Escribe: Alberto Bejarano Ávila

Los gobiernos no dan la talla y la pobreza y otros problemas siguen su curso.-

Noviembre y diciembre del 2019, eso creo, es época de transición entre lo mismo y más de lo mismo. Los elegidos se aprestan a posesionarse, las empresas a cerrar balances y planear tareas, la universidad a matricular, las organizaciones sociales entran en calma chicha y los ciudadanos a esperar la fiesta decembrina y, luego, el decreto del salario mínimo y la cuesta de enero que nos harán cavilar en cómo sobreaguar en 2020.

Como en 2019 nada novedoso ocurrió en la tierra, entonces, salvo la protesta social en curso, no hay motivo de optimismo sobre el futuro próximo, sólo la certeza de empezar otro año duro e incierto para casi todos.

A veces uno cree excederse en escepticismo cuando oye de excelsas rendiciones de cuentas, de prolijas e inéditas gestiones de gobierno, del progreso tolimense o cuando observa fotos antiguas y las coteja con “estampas de la modernidad”.

Ante estos espejismos uno quisiera agradecer tanta “idoneidad”, pero el deseo no dura, pues la realidad “lo aterriza” al mostrar cifras y pruebas irrefutables de cómo en el Tolima los índices que revelan el nivel de calidad de vida son negativos y acusadores: falta de oportunidades, desempleo, subempleo, calidad del empleo, pobreza, inseguridad, insolidaridad, deserción estudiantil, exclusión, migración, etc., indican que el tal progreso es falso y, aun así, la soberbia pretende subyugar la razón.

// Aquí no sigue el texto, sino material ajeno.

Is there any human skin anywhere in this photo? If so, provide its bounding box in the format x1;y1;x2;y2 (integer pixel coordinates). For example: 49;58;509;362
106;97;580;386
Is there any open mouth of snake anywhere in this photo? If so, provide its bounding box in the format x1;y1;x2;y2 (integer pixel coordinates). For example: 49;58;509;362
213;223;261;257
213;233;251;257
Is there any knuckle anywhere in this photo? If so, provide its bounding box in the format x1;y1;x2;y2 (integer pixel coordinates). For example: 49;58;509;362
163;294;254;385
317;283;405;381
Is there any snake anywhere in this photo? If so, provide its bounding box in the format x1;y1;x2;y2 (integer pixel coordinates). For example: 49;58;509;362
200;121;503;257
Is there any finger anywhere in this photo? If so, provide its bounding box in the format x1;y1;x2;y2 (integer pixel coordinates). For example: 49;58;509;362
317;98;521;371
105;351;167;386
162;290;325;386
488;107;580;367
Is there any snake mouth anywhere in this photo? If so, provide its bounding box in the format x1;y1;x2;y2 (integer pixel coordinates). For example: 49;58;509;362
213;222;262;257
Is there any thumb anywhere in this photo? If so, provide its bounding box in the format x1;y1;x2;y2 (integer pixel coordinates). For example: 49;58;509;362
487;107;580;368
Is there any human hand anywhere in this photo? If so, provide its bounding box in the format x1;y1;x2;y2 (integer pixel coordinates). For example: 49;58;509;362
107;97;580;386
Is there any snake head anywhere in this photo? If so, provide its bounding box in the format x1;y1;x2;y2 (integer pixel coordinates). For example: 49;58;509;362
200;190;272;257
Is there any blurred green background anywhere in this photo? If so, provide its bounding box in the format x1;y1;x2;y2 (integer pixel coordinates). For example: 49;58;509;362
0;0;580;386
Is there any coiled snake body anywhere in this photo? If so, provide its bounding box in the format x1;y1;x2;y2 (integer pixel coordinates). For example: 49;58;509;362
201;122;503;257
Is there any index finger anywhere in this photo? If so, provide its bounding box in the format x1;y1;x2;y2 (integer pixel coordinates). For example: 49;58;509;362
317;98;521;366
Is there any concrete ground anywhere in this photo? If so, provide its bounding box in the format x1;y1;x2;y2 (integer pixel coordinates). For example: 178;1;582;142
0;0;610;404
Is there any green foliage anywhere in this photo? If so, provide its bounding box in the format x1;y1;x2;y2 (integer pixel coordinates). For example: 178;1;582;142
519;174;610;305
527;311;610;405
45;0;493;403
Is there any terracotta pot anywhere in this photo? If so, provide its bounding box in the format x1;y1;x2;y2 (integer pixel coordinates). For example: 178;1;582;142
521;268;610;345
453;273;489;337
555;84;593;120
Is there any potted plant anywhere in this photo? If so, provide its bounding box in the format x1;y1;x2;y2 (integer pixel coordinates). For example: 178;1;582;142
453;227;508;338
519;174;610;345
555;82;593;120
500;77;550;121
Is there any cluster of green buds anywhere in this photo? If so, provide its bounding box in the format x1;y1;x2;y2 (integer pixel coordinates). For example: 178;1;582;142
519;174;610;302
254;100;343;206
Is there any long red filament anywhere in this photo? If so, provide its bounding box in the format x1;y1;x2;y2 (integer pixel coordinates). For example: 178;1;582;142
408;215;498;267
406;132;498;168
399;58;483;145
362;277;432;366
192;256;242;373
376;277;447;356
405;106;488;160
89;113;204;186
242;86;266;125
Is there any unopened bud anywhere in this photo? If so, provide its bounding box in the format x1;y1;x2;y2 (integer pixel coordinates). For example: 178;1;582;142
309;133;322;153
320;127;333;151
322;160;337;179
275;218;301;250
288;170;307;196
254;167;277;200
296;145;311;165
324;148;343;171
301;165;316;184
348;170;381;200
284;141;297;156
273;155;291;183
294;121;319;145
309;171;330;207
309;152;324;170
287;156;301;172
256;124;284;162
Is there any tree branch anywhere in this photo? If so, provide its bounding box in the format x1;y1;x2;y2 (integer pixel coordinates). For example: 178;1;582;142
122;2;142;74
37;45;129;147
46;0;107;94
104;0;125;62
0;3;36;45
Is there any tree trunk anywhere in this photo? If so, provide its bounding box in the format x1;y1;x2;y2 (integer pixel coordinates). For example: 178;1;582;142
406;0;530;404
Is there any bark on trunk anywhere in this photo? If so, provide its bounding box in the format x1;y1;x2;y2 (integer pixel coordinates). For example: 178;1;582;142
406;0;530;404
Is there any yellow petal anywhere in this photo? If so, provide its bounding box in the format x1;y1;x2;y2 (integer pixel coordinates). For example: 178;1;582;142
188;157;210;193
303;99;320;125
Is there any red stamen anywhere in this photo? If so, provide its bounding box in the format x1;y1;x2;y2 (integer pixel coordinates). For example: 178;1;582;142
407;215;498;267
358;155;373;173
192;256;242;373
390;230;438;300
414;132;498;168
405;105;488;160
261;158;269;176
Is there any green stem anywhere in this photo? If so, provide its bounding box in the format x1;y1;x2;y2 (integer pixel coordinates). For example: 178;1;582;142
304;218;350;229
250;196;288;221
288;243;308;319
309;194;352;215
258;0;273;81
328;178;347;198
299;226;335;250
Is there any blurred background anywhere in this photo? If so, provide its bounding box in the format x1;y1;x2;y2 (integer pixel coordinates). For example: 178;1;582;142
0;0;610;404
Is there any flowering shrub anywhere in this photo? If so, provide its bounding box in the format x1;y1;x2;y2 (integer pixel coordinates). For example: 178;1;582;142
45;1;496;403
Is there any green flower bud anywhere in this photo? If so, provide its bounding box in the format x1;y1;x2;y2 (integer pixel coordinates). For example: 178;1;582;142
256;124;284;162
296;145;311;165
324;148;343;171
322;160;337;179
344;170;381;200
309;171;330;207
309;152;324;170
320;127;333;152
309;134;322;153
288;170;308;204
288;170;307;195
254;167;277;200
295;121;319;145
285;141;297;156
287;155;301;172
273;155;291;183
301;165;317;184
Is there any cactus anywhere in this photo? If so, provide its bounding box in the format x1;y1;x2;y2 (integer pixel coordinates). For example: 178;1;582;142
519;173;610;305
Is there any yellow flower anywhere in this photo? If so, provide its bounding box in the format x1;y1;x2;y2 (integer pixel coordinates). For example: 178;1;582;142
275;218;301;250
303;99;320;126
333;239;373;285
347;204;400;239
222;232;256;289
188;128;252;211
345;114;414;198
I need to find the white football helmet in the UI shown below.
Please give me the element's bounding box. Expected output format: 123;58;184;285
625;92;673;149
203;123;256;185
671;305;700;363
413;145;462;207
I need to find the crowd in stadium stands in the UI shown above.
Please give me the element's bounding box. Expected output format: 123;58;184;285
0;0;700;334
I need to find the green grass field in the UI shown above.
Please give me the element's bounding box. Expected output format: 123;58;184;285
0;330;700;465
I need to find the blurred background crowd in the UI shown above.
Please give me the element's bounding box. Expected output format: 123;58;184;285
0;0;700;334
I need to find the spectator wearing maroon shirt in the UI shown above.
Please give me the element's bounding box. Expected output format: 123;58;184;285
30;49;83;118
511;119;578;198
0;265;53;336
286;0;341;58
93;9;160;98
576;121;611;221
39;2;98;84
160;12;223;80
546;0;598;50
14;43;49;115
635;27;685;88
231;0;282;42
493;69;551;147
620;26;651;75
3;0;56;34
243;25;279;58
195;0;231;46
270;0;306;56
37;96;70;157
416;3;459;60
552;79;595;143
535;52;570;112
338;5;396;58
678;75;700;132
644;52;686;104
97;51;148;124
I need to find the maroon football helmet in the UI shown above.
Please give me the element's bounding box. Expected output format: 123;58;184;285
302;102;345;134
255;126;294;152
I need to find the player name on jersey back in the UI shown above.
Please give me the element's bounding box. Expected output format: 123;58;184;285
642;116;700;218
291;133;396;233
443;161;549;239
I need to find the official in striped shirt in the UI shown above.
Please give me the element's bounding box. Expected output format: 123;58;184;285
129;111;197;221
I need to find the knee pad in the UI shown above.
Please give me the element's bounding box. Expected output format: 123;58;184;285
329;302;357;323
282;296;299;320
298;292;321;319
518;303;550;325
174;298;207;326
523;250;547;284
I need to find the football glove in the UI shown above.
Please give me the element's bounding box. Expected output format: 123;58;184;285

Claro, podríamos estrenar año decididos a iniciar una digna construcción social, económica y ambiental para los tolimenses. Pero ello es utopía porque desde siempre o desde años ha, no sabría decirlo, dejamos de preguntarnos el por qué del atraso regional o lo justificamos arguyendo que ello sucede en toda Colombia (“mal de muchos, …”) y así nos enclaustramos en una letárgica y tonta zona de confort para defender banderas ilegítimas, plagiar visiones de desarrollo, argüir tesis ajenas, juzgar al crítico de izquierdoso y loar lo mediocre, cuando, justamente, los tolimense tendríamos que ser críticos severos de nuestra propia historia.

No quisiera parecer caustico, pero no encuentro forma diferente de decir que si bien existen valerosos defensores de causas, digamos que puntuales (derechos humanos, género, medio ambiente, paz), nunca quisimos acordar una causa regionalista que englobe políticamente todo lo justo y de ello la paradoja de que en redes sociales los tolimenses viralicemos videos y textos del pensamiento vanguardista del mundo, citas y apologías de líderes insignes, pero eludamos construir pensamiento propio y rechacemos cualquier intento al respecto. Parece que somos pensadores monásticos más no orgánicos y de ahí esa soporífera zona de confort donde la crítica es lúcida pero no se asumen compromisos para erradicar lo criticado.

Entristece que el tiempo pase y aquí no pase nada, que la crítica fluya pero no la praxis, que no cuestionemos principios, valores y practicas anacrónicas para que surjan nuevos criterios de lucha y, frente a ello, sólo queda porfiar en que urge construir ideas propias de desarrollo y política que no polaricen y sí nos unan alrededor de tareas redentoras del Tolima.